The interesting thing is the debate around e2.0 is hot around this topic over the last three-quarters of the year. More discussions about Social business, BPM and social media etc.
At that time, in Sept. 2008, Yammer won Techcrunch Disrupt. We’d been comparing solutions and decided to go for Yammer. It was free and easy to set up. And free was a good thing due to Océ’s and the world’s economic situation at that time…
I can say microblogging has been a big success, also compared to other social tools we rolled out, like blogs and wiki’s. We now have over 2000 members and it’s growing and growing. We hardly advertised it. Word of mouth did most of the growing.
We see the number of active members also growing. >1% active users as in Wikipedia.
We see the number of different departments and countries growing. More use in Sales and Services for instance.
Usage pattern:
Start to try Yammer,
share some basic stuff,
after some time: start thinking about change info and communication processes in your team, project, department or over departments,
then: try to tie microblogging to business processes.
We also measure business value by asking users live and in Yammer. We ask for soft and hard results (numbers and stories).
Learning points:
- microblogging is easy for most, not for all. Don’t think you don’t have to train (functionality) and explain (concept).
- culture > closed culture, formal barriers between R&D and the rest e.g., communicate openly, management essential in the end for continuation. Make decisions what to share and what not.
- moderation is key > Yammer is a community, moderate it closely, encourage, connect, etc
We see Yammer showing it real value when it connects to the formal business processes. This is the present and the future for us.

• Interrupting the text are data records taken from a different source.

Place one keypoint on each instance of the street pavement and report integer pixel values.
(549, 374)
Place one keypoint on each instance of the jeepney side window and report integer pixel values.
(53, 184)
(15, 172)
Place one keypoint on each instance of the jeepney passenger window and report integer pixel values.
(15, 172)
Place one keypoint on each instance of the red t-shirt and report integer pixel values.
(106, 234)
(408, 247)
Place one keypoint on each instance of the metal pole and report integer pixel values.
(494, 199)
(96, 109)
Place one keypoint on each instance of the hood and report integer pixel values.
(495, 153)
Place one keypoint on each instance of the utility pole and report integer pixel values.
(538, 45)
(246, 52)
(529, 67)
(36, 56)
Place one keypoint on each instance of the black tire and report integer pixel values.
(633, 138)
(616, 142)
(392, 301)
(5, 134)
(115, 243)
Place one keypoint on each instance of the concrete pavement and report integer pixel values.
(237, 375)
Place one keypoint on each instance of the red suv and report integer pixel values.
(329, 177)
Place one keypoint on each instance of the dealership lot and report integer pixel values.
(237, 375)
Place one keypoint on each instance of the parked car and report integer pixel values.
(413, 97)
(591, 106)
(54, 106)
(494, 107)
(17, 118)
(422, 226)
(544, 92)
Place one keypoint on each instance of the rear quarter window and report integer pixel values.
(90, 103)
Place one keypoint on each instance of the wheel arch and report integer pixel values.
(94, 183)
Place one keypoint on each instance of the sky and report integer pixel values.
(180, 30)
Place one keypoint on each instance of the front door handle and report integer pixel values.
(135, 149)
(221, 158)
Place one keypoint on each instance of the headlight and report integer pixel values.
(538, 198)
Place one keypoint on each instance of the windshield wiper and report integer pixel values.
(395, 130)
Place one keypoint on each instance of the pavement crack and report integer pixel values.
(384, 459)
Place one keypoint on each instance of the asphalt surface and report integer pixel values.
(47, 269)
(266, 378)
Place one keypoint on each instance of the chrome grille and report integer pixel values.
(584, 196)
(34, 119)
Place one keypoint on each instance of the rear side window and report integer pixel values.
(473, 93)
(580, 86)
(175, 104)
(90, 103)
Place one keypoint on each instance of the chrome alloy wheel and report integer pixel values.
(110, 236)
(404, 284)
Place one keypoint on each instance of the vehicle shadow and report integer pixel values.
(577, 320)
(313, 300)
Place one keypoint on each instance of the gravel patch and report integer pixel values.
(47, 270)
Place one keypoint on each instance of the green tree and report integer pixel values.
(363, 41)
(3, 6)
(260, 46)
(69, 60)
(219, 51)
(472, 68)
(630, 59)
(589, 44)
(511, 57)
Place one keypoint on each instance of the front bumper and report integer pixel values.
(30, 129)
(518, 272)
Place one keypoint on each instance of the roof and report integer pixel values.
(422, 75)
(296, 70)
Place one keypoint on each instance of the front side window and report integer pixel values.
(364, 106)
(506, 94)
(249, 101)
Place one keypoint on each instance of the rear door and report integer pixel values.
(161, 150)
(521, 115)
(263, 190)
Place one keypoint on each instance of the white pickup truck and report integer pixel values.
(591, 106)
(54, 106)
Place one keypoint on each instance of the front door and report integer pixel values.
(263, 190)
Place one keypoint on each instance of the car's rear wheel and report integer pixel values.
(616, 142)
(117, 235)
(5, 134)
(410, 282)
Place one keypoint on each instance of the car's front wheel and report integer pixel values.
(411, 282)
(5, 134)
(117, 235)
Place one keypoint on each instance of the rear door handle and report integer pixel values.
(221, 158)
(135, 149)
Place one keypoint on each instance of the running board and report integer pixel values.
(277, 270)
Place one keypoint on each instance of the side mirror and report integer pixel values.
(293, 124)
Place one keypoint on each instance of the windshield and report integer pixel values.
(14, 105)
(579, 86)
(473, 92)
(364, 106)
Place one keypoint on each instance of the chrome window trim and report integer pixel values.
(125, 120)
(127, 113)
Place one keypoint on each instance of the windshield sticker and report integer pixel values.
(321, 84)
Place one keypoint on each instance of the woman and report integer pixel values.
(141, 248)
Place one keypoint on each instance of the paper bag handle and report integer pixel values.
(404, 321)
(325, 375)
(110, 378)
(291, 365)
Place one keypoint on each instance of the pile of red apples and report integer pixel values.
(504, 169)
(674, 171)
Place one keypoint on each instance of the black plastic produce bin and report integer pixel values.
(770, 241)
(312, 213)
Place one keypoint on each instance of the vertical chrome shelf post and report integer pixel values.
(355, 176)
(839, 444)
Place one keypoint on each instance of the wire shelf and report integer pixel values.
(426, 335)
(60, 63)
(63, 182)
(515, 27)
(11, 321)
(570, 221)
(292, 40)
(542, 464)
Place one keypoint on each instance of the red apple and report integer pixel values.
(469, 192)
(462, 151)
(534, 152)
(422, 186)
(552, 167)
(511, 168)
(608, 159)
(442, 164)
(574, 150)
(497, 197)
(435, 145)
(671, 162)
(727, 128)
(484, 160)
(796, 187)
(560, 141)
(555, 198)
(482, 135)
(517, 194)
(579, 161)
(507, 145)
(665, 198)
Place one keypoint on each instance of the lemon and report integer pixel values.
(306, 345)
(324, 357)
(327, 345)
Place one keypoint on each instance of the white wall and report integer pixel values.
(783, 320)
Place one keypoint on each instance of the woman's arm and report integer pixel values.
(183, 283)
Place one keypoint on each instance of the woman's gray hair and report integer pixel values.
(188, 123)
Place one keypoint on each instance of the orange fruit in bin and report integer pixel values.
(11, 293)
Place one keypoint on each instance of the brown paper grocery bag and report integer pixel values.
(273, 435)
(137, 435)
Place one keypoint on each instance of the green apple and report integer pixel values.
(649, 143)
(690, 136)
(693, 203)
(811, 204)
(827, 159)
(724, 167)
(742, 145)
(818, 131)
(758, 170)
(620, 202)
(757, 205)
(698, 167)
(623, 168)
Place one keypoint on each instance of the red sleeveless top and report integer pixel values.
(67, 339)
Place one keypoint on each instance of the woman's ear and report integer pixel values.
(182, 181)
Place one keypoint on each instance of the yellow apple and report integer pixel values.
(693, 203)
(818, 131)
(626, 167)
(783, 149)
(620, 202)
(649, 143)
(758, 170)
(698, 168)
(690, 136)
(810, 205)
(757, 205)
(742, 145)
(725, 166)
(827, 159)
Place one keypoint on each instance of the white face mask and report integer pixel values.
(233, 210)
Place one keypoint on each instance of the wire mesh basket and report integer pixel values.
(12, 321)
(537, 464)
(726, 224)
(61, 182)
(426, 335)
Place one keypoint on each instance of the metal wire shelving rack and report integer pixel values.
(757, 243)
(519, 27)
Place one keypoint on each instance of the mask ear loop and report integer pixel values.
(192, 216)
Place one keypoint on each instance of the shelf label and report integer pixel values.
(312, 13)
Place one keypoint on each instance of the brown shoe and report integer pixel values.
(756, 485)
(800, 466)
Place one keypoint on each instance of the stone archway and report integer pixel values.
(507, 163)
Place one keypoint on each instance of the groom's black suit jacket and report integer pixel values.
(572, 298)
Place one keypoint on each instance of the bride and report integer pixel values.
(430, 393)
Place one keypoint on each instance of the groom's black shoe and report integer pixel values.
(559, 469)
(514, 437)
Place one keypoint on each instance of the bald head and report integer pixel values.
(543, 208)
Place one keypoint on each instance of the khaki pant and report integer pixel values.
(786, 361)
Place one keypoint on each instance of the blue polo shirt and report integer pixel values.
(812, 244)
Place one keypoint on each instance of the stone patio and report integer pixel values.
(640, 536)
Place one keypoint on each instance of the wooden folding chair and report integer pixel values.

We are currently experimenting with Yammer to improve information and communication processes between three of our chemical plants. To improve horizontal and vertical communication. They currently use paper journals. These aren’t shared between teams and plants. And not with management. We want to open this up to speed up the processes within the factories. By the way, this experiment was preceded by a project to work in self-steering teams. Culture change! And this experiment will be done in parallel with a project to improve decision making.
We hope to be able to share our results soon on my blog and/or a next conference/summit. I regret I can’t share results just now yet. As for now, management is very excited to move this way, the team leaders and operators are as well.